Because we overweigh negative information and are open to counterarguments, negativity in the workplace can quickly become contagious. It only takes one loud voice away from the table to raise the doubts and suspicions of otherwise satisfied colleagues. Over time, the incessant complaints of one or more team members can undermine team morale and cast a shadow on the leader’s credibility.
High-performance cultures typically encourage team members to challenge the status quo and value dissenting viewpoints. Criticisms offered in the spirit of making the team stronger are highly prized. This explains why even good leaders are generally slow to confront disgruntled team members who make it a point to criticize everything they don’t like or value. As they gain a following, performance suffers when team members spend more time debating what’s right and wrong about a team and its culture than they do executing on strategy.

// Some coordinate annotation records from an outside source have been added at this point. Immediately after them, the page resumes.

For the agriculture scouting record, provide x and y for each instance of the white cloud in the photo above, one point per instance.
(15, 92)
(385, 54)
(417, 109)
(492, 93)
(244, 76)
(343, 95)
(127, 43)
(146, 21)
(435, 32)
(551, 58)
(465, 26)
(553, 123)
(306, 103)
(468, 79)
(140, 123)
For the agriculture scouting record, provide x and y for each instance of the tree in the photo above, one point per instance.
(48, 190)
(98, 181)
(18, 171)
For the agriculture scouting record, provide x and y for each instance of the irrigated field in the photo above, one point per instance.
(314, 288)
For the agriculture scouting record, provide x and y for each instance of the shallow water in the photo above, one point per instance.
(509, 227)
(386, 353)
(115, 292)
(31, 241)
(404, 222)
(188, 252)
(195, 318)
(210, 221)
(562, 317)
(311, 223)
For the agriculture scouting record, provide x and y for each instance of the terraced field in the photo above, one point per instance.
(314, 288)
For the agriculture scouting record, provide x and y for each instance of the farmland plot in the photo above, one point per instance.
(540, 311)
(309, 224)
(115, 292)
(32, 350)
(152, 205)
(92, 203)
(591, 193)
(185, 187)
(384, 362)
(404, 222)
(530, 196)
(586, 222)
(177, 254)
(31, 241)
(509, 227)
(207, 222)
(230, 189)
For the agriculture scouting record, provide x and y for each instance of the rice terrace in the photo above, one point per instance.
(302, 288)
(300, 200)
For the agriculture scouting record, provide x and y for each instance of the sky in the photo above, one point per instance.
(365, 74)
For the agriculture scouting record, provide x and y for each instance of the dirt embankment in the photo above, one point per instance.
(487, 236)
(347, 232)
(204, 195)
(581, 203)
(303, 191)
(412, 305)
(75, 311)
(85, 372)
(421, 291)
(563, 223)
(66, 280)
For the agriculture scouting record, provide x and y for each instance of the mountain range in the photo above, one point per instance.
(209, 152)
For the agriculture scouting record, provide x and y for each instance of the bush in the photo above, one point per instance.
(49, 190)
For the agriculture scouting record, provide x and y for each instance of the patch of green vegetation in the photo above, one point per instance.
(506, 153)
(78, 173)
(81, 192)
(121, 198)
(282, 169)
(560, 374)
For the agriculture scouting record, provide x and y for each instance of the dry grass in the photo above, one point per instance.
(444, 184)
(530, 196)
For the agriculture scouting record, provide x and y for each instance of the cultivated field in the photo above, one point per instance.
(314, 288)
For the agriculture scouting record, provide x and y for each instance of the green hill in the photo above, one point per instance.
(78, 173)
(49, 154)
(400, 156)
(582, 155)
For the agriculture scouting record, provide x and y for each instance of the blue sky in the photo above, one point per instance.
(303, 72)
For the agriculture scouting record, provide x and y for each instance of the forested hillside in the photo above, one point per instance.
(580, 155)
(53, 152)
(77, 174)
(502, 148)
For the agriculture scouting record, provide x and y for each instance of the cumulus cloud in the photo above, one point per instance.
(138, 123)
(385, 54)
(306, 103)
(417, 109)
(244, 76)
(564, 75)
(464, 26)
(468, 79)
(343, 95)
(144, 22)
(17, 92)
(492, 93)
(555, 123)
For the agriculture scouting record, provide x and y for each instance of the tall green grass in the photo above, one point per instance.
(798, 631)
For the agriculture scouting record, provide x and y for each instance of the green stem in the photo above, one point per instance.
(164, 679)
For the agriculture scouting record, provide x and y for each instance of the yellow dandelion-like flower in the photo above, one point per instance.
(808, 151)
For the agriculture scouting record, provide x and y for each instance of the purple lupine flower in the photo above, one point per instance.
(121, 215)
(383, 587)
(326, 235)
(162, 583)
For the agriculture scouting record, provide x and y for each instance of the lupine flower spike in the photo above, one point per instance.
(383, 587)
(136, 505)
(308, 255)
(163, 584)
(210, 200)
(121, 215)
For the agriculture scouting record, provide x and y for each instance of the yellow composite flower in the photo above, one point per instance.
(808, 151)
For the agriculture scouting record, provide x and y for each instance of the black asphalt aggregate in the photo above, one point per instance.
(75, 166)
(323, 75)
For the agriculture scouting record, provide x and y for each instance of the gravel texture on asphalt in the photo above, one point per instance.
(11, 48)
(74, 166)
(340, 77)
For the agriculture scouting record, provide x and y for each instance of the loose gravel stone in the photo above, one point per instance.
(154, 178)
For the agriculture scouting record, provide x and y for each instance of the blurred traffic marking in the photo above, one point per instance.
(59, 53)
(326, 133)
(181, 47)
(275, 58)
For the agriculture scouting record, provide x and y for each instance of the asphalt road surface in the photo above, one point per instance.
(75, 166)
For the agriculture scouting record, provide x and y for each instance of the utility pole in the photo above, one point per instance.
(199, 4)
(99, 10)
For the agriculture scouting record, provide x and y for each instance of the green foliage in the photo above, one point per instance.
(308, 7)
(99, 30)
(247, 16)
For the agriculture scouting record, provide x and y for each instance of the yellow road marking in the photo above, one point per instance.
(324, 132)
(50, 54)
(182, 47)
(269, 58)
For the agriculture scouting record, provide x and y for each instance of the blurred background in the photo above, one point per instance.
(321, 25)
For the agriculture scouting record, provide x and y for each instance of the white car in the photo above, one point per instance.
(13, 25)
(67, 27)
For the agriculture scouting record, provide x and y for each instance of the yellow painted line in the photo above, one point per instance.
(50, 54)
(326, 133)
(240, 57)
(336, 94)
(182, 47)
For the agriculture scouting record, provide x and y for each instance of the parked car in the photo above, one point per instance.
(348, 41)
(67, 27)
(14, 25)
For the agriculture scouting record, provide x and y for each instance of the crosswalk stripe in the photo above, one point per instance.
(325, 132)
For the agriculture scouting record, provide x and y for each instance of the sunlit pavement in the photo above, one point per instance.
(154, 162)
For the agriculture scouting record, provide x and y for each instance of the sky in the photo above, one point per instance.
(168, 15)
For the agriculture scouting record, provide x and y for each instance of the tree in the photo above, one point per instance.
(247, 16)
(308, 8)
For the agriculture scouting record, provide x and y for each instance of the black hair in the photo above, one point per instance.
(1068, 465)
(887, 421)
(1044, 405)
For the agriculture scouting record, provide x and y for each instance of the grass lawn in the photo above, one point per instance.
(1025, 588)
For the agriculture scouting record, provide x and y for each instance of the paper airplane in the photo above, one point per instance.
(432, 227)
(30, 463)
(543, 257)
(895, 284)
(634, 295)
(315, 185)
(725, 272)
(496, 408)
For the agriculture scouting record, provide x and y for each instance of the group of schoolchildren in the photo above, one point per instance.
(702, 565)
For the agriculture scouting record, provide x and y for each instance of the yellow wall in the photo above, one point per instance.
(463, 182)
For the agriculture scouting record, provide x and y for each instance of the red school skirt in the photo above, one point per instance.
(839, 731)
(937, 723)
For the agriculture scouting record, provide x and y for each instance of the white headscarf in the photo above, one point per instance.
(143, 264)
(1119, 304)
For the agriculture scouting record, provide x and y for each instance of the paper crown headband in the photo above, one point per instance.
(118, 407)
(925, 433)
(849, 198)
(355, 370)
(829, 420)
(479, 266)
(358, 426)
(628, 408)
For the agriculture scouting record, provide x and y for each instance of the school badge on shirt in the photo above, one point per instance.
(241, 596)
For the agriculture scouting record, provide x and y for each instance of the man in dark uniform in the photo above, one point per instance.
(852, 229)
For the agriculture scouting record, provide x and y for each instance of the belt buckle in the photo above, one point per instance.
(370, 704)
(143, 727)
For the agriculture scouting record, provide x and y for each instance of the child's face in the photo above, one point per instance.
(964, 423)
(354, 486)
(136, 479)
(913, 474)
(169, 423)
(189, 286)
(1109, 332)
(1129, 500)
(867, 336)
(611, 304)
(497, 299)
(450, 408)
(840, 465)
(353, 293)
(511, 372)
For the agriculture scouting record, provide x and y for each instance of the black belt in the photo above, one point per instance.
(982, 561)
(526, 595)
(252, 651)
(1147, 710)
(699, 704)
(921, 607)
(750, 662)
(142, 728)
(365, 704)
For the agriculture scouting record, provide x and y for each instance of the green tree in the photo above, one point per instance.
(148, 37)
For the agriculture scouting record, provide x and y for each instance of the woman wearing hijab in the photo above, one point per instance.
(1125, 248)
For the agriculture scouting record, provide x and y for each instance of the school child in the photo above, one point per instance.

The most vocally hostile team members are almost always the weakest performers or those who feel unvalued for their unique insight and wisdom. Pull back the curtain a little further and leaders learn that the resentment runs inexplicably deep. Disgruntled colleagues commonly believe just about everything is wrong with the team, its culture, and how it is led. To express their dissatisfaction, they howl like wolves at full moon, especially out of earshot of the leader.
The cumulative effect of the negative commentary promoted by the dissatisfied wears a team down. Team members lose their patience and leaders lose their cool when harsh criticisms are offered continually by the same people in group meetings. So, the disgruntled go underground, becoming much more dangerous in the process. They have a common goal: to pick off one team member at a time until their unified dissatisfaction turns the table on a leader.
Leaders who wait too long to confront this challenge will often find the disgruntled have infected the entire team. Everyone begins to question everything. Even customers hear the complaints and begin to inquire about what is going on. The best performers take a side and refuse to work with their disgruntled colleagues.
What a mess.
The best leaders deal harshly with those who go to the dark side. They understand how delicate team chemistry is and move swiftly to either turn a disgruntled colleague into a cheerleader or remove them from the team.
They invite criticism from any quarter but refuse to tolerate incessant complaining. Sitting down with the disaffected team member and reaffirming the values and vision of the team and confronting the negativity head-on often works like magic.
When it doesn’t, the magic trick is to have the unhappy colleague disappear. If things are so bad, the exasperated team member shouldn’t want to stay with the team anyway. The sooner the leader and the aggrieved reach this decision, the faster the team can get back on track. Good leaders always remember that negativity is the mortal enemy of performance.
Wow, big topic. But so important for a well functioning team.
Feedback or criticism should be welcomed, definitely but there is a requirement for the feedback to be given with the best intentions at heart - team improvement. So there is a responsibility on the feedback giver.
Sometimes, feedback can be given honestly and the damage it does is not appreciated by the giver. That’s a problem but can be solved by discussion.
The final type that is more tricky which is feedback, given with the best intention for the team, that also is intended to undermine and ultimately try to remove the leader. Dangerous and delusional maybe.